If you have one or more "hot" disks that receive an unequal share of requests, your NFS performance suffers. To keep requests in fairly even queues, you must balance your NFS load across your disks. Server response time is improved by balancing the load among all disks and minimizing the average waiting time for disk service. Disk balancing entails putting heavily used filesystems on separate disks so that requests for them may be serviced in parallel. This division of labor is particularly important for diskless client servers. If all clients have their root and swap filesystems on a single disk, requests using that disk may far outnumber those using any other on the server. Performance of each diskless client is degraded, as the single path to the target disk is a bottleneck. Dividing client partitions among several disks improves the overall throughput of the client root and swap filesystem requests. The average waiting time endured by each request is a function of the random disk transfer rate and of the backlog of requests for that disk. Use the iostat -D utility to check the utilization of each disk, and look for imbalance in the disk queues. The rps and wps values are the number of read and write operations, per second, performed on each disk device, and the util column shows the utilization of the disk's bandwidth:

% iostat -D 5 md10 md11 md12 md13 rps wps util rps wps util rps wps util rps wps util 17 45 33.7 5 4 10.5 3 3 7.5 5 5 11.6 1 5 6.1 17 20 43.7 1 1 2.0 1 0 1.1 2 7 10.4 14 22 42.0 0 0 0.7 0 1 2.3

If the disk queues are grossly uneven, consider shuffling data on the filesystems to spread the load across more disks. Most medium to large servers take advantage of their disk storage array volume managers to provide some flavor of RAID to stripe data among multiple disks. If all of your disks are more than 75-80% utilized, you are disk bound and either need faster disks, more disks, or an environment that makes fewer disk requests. Tuning kernel and client configurations usually helps to reduce the number of disk requests made by NFS clients.

Kernel configuration

A significant amount of NFS requests require only information in the underlying inode for a file, rather than access to the data blocks composing the file. A bottleneck can be introduced in the inode table, which serves as a cache for recently opened files. If file references from NFS clients frequently require reloading entries in the inode table, then the file server is forced to perform expensive linear searches through disk-based directory structures for the new file pathname requiring an inode table entry. Recently read directory entries are cached on the NFS server in the directory name lookup cache, better known as the DNLC. A sufficiently large cache speeds NFS lookup operations by eliminating the need to read directories from disk. Taking a directory cache miss is a fairly expensive operation, since the directory must be read from disk and searched linearly for the named component. For simplicity and storage, many implementations only cache pathnames under 30 characters long. Solaris removes this limitation by caching all pathnames regardless of their length. You can check your directory name lookup cache hit rate by running vmstat -s on your NFS server:

% vmstat -s Page and swap info...  621833654 total name lookups (cache hits 96%) CPU info...
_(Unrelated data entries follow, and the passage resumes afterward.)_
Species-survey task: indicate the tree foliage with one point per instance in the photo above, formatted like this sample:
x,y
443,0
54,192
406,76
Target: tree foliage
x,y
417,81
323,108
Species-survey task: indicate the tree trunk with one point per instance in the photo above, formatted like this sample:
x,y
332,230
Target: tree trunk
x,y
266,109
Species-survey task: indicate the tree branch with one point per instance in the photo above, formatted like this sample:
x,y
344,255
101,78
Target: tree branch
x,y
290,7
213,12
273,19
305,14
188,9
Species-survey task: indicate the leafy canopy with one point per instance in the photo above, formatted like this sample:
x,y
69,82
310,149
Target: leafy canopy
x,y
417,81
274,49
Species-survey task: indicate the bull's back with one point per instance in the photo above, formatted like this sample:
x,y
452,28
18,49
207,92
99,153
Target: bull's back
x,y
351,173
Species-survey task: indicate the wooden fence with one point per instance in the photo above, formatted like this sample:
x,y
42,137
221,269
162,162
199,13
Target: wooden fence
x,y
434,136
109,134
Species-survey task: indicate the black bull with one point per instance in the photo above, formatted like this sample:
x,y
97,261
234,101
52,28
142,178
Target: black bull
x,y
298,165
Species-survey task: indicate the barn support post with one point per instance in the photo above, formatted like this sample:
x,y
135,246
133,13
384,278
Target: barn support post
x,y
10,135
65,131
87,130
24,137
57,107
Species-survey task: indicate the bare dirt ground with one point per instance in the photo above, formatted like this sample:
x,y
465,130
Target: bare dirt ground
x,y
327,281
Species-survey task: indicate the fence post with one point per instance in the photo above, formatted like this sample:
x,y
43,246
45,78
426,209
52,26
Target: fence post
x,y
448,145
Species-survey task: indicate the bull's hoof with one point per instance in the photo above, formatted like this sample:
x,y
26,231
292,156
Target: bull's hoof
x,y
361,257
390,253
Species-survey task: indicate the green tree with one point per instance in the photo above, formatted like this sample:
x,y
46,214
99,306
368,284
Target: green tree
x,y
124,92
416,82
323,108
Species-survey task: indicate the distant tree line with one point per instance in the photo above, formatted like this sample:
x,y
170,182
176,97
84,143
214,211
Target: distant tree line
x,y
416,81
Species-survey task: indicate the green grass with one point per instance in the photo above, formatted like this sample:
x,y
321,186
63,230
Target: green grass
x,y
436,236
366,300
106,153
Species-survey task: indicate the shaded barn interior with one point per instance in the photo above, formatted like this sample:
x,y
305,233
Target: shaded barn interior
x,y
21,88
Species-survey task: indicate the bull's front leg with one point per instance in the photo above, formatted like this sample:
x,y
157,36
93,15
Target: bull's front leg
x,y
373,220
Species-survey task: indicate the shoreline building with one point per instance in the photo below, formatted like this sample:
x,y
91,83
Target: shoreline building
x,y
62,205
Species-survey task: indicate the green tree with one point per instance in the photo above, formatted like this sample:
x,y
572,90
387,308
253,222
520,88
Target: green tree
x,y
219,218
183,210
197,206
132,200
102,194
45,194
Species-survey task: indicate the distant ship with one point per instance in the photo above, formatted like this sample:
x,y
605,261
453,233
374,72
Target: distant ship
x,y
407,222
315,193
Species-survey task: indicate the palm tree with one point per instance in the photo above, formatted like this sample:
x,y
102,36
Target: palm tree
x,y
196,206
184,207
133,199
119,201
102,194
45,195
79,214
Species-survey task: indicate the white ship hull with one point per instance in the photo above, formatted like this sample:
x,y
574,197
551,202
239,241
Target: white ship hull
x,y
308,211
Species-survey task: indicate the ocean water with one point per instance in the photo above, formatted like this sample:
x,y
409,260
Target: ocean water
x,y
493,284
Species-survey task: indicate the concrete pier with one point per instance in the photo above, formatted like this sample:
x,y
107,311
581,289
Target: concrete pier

If you are hitting the cache less than 90% of the time, increase ncsize on the NFS server. The ncsize kernel tunable specifies the number of entries cached by the DNLC. In Solaris, every file currently opened holds an inode cache entry active, making the inode readily available without the need to access the disk. To improve performance, inodes for files recently opened are kept in this cache, anticipating that they may be accessed again in the not too distant future. Furthermore, inodes of files recently closed are maintained in an inactive inode cache, in anticipation that the same files may be reopened again soon. Since NFS does not define an open operation, NFS clients accessing files on the server will not hold the file open during access, causing the inodes for these files to only be cached in the inactive inode cache. This caching greatly improves future accesses by NFS clients, allowing them to benefit from the cached inode information instead of having to go to disk to satisfy the operation. The size of the inactive inode table is determined by the ufs_ninode kernel tunable and is set to the value of ncsize during boot. If you update ncsize during runtime, make sure to also update the value of ufs_ninode accordingly. The default value for ncsize is (maxusers * 68) + 360. Maxusers can be defined as the number of simultaneous users, plus some margin for daemons, and be set to about one user per megabyte of RAM in the system, with a default limit of 4096 in Solaris.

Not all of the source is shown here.